Ellison looked after him with a foolish little smile and exclaimed aloud, "Well, I 'll be hanged! If that is n't a kid!"
He heard the sound of a girl's laugh, and turning quickly, saw a merry face surrounded by golden-red hair disappearing from a window of the Millner cottage. He blushed furiously, frowned and muttered an angry little word, as he thought, "That kid needs to be spanked." But, although he was smarting a little with the feeling that the boy had made him seem ridiculous in her eyes, his glance covertly searched her windows as he walked on, hoping for another glimpse of the girlish figure and the glowing hair.
A year went by, and Ellison, brown and athletic-looking, was building a pretty cottage on the crest of a gently sloping hill just outside the town. Annie Millner, wearing a new ring and carrying a great happiness in her heart, went often to see how the cottage was progressing and how the trees were growing. For the hill-slope was covered with the gray-green of young olive trees, the dense, dark foliage of young oranges, and the stunted, scraggy boughs of the Japanese persimmon. His fruit ranch promised well, the day for their bridal was set, and they were hopeful, glad, and happy.
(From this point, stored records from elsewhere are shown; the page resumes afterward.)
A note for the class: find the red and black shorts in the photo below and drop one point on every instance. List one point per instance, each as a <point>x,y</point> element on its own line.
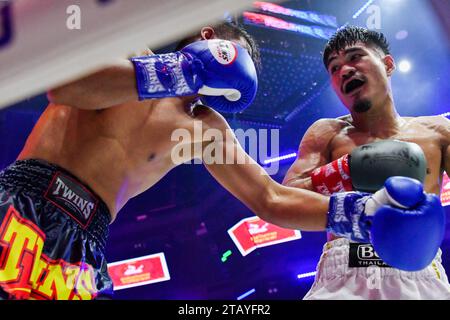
<point>53,231</point>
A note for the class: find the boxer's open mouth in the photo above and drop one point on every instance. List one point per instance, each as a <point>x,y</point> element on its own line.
<point>353,85</point>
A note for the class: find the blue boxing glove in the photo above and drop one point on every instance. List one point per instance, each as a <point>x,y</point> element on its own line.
<point>220,70</point>
<point>404,225</point>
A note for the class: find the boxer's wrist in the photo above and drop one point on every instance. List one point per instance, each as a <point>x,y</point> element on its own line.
<point>164,75</point>
<point>347,217</point>
<point>332,177</point>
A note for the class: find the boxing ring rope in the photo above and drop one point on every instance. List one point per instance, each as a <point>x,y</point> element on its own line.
<point>39,51</point>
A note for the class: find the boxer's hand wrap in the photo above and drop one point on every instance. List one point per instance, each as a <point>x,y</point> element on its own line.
<point>332,177</point>
<point>405,225</point>
<point>222,71</point>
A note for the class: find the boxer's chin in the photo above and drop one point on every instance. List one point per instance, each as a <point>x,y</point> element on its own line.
<point>362,106</point>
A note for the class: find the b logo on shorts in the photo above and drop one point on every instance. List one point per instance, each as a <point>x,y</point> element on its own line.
<point>73,198</point>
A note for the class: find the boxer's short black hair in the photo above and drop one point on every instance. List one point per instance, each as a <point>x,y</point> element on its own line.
<point>350,35</point>
<point>227,31</point>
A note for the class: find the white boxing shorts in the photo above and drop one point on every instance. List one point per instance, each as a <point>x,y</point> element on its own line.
<point>352,271</point>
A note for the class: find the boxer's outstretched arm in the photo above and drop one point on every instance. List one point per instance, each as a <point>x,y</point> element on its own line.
<point>114,84</point>
<point>272,202</point>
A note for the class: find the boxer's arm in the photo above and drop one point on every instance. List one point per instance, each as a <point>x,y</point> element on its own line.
<point>247,181</point>
<point>313,152</point>
<point>445,131</point>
But Wing was the young man's implacable enemy. He neither forgot nor forgave the shaking he had received at their first meeting, and he revenged himself for it as much as lay in his small power whenever he found opportunity. He succeeded occasionally in making Ellison look foolish in his own eyes; and he, in consequence, disliked the child and disapproved of the universal petting that was given him. It particularly annoyed him that Annie showed his small enemy so much favor, and he would sometimes think angrily, when irritated by some trick of the Chinee Kid, that if she had more regard for his feelings she would not join in the general encouragement that was given to the heathen brat in being a public nuisance.
As for Wing, if he had known, or could have understood what happiness his childish sport had been instrumental in bringing to these two people, it is probable that his antipathy to Ellison would have extended even to Annie, whom, as it was, he considered one of his best friends. But he could not know, nor could they, that he was their kismet and that his small brown hands wound and unwound, tangled and straightened, the threads of their lives.
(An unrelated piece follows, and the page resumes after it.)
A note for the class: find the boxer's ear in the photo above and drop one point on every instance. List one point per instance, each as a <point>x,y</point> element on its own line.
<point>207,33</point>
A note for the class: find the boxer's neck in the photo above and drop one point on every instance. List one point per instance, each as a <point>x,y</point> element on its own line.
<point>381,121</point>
One day they were all three at the depot again. Wing, of course, was there in the discharge of his usual duties. Annie had walked down to welcome a friend whom she expected, and Ellison had come because it gave him an opportunity to be with her. As the railroad approached the town from the west it passed through a deep cut, from which it came out on a low embankment, and rounded a sharp curve before it reached the station, a few yards beyond. The roar of the oncoming train was borne to them on the wind and before it emerged from the cut a ridiculous little figure darted out of the crowd on the platform and raced down the track to the curve. It was dressed in a Chinese blouse and trousers of faded and dirty blue denim, while a pair of old Chinese slippers, partly covering the feet, left in full view two bare, brown heels.
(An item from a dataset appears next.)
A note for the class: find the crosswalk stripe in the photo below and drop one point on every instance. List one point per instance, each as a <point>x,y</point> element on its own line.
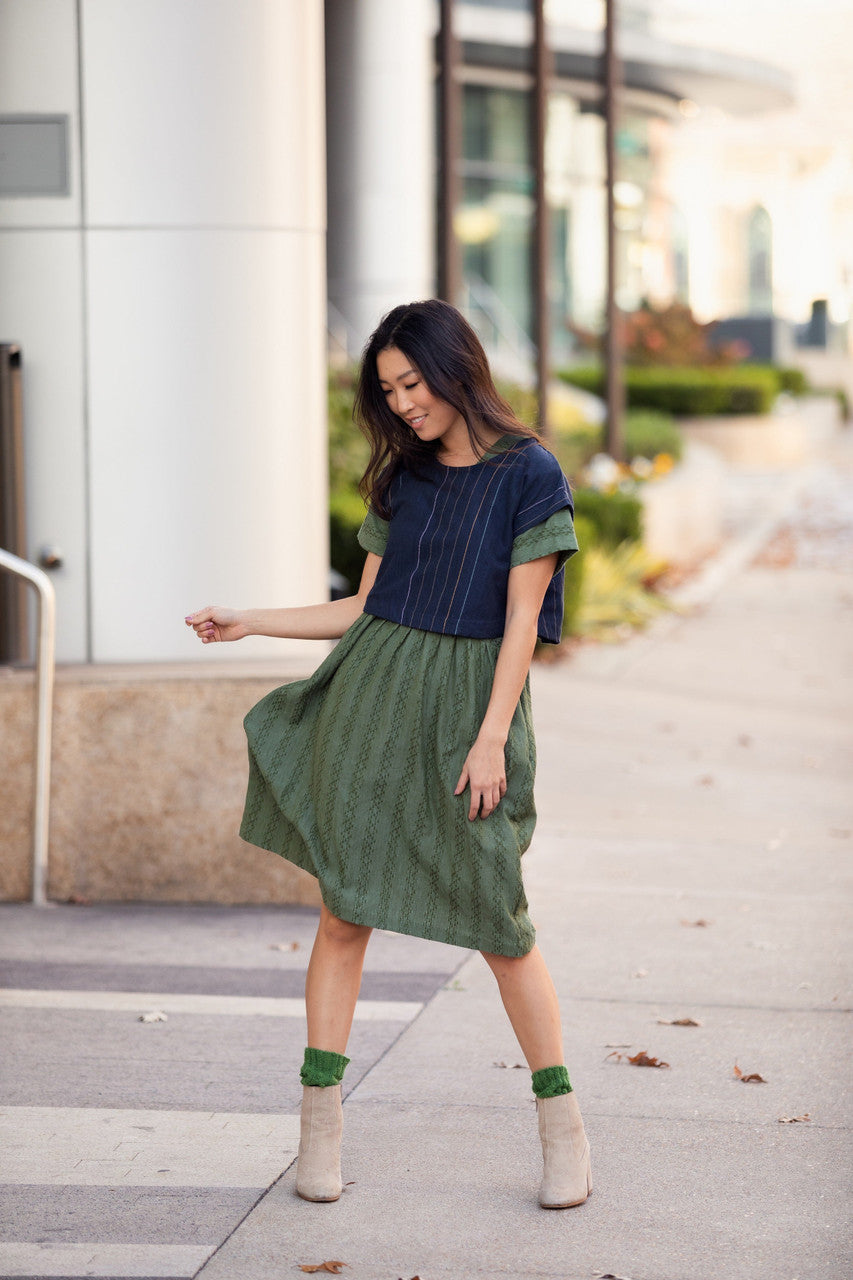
<point>246,1006</point>
<point>21,1258</point>
<point>110,1147</point>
"There goes Wing!" exclaimed one man to another. "That kid 's going to get killed at this little trick of his some day."
The train rushed at the curve with a shout that was thrown back from the hills, and the people on the platform held their breath—though to many of them it was nothing new—as with flying feet and monkey-like agility the Chinee Kid danced backward on the track. There was a brief vision of a pair of big, blue sleeves waving in the air, of a black, flying queue, and of a pair of twinkling feet, and then with sparkling eyes, a triumphant countenance and a loud "Ki-yi!" Wing leaped to the platform, the engine scarcely a yard behind him.
"Is it lots of fun, Wing?" said Annie, smiling at him indulgently.